In Partnership with 74

El Camino Real calls for emergency meeting Friday to discuss possible discipline

Mike Szymanski | September 15, 2016



Your donation will help us produce journalism like this. Please give today.

ElCaminoRealCharter

El Camino Real Charter High has back-to-school night this week.

An emergency meeting has been called for Friday morning by the El Camino Real Alliance Board to discuss an internal investigation and the paperwork left to satisfy an LA Unified inquiry. On the agenda is “public employee discipline/ dismissal/ release” in closed session.

Meanwhile, the El Camino Real Charter High School already sent new documentation to LA Unified to answer questions of their Notice of Violation which could lead to the district taking back the independent charter school. The school plans to give more documentation before the Sept. 23 deadline next week.

Before Friday’s meeting was announced, Marshall Mayotte, the school’s chief business officer, said Wednesday that the board has been trying to schedule a special meeting since LA Unified issued the Notice of Violation at last month’s LA Unified school board meeting. The El Camino board is made up of three teachers, a parent, a classified employee representative and two community representatives.

“We are not sure what they will discuss, but it could have to do with the Oracle report,” Mayotte said.

The school spent $20,000 to hire Oracle Investigations Group earlier in the summer when LA Unified charter division officials were asking about what they called “seemingly exorbitant personal and/or improper expenses.” It is possible that some results of the investigation will be revealed on Friday, and it’s possible the board could decide whether or not the results could be made public. But it’s also possible the report may fall into attorney/client privilege and never be released to the public.

Marshall Mayotte, El Camino Real chief business officer

Marshall Mayotte, El Camino Real Charter chief business officer.

These next few days are important to the future of the academically successful charter school. Thursday is back-to-school night, which will not be a forum for anyone to address the issues before the LA school board, according to ‎the school’s Director of Marketing Melanie Horton. Parents have been notified by a weekly newsletter and staff is informed regularly at staff meetings about the progress of the school’s response.

Friday’s emergency meeting will be followed next Wednesday by the El Camino regularly scheduled board meeting. El Camino isn’t expected to be scheduled for discussion at Tuesday’s LA Unified school board meeting, but issues or updates could be brought up while other charter school issues are addressed. Then, Sept. 23 is the school’s final deadline to answer all of the district’s questions.

“We feel confident that all of the questions will be answered to their satisfaction and that we will be able to put this behind us,” Horton said.

LA Unified school board President Steve Zimmer asked for a detailed list of the inaccuracies that the school saw in the violation notice presented by the district’s charter division. After three weeks, they presented 40 of them to Zimmer. Some of those included business expenses such an Academic Decathlon coach who traveled to Sacramento to receive a proclamation by the state Senate. Others include charges made on Mayotte’s card by other employees.
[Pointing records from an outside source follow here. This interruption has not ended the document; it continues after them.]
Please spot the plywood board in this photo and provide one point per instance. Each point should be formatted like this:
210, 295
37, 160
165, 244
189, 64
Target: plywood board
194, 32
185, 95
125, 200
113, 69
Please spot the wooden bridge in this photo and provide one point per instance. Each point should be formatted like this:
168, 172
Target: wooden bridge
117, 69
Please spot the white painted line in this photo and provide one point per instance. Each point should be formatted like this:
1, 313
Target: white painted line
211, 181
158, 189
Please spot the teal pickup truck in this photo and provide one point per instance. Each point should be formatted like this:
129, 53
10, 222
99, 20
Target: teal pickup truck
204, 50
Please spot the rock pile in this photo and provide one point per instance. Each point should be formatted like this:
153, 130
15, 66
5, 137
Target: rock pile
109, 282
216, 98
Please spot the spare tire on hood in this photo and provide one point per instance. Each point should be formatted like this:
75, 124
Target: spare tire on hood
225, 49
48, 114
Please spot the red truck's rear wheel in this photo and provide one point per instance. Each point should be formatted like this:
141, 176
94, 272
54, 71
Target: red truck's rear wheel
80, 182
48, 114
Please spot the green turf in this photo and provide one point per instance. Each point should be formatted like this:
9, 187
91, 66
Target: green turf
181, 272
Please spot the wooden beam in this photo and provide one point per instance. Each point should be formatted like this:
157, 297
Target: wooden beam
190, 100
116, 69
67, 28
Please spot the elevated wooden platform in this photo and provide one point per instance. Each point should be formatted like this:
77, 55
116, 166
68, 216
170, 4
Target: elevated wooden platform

Some of the teachers were concerned about the school’s response to the district and wanted to be involved in writing the response, but Horton said, “This requires going over a lot of accounting records handled by the business office so teachers are not involved in the response.”

“It’s really a busy time for our teachers and they are making every effort to stay focused,” Horton said. “There was some fear about what it all means, and is the school going to close tomorrow, but we have had staff meetings and explained the process and let everyone know it is our top priority to put out a quality document and provide a satisfactory response that will end this process.”
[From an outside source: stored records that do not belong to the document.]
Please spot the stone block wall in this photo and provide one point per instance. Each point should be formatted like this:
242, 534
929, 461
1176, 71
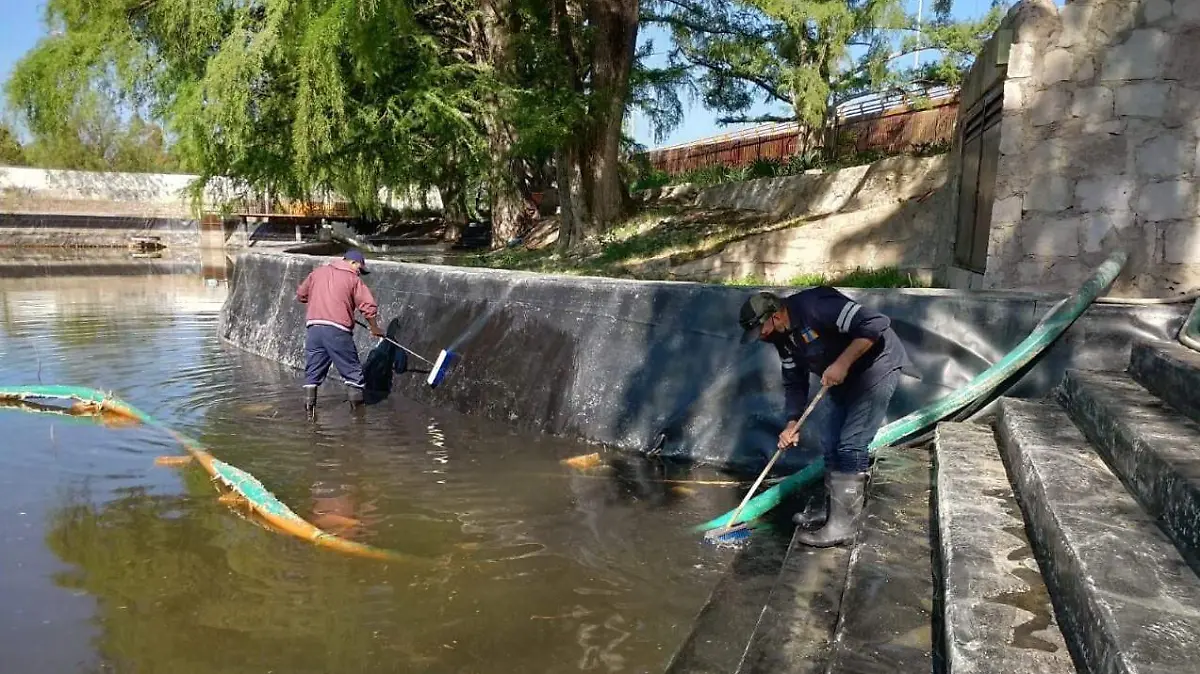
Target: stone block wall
1099, 146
El Camino officials, who claim there is no wrongdoing in their financial reports, provided a lot of details and evidence that they provided previously, but did so once again “just to prove our point,” Horton said.
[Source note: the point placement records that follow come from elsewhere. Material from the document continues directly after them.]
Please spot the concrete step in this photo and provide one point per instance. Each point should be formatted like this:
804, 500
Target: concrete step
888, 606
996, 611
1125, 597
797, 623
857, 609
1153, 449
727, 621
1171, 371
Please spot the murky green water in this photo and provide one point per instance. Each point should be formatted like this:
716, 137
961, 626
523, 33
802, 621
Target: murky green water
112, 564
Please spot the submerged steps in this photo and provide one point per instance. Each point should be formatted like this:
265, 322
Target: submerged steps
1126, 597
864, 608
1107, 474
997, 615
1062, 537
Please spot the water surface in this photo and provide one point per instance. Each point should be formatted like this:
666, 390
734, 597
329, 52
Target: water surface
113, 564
The LA Unified staff noted that no one at the school has been disciplined or replaced for violations, and Horton said the El Camino Real Alliance Board “made it clear that they won’t take any action until they study the results of the Oracle report and have all the information and allow due process to all of our employees.”

Mayotte said the school didn’t have a chance to respond fast enough before the Notice of Violation was made public.

This is the first of three steps the district would have to take before the school reverts from a charter to a district school. The school converted to an independent charter in 2011 and receives $32 million a year in government funding.

Patrick O’Brien, a parent of two children who just started at El Camino, sent a detailed letter to Zimmer protesting the unfairness of the scrutiny that the school faces. An attorney who has conducted investigations himself, O’Brien wrote: “I don’t at all disagree with the reasonableness of your use of a school-owned vehicle to head out for dinner and a nightcap when you’ve put in a long day of school business, and I don’t really think the law is intending to prohibit that. But the apparent approach of the Notice of Violation report applied to your use of a school vehicle seems to reach the same unproductive result.”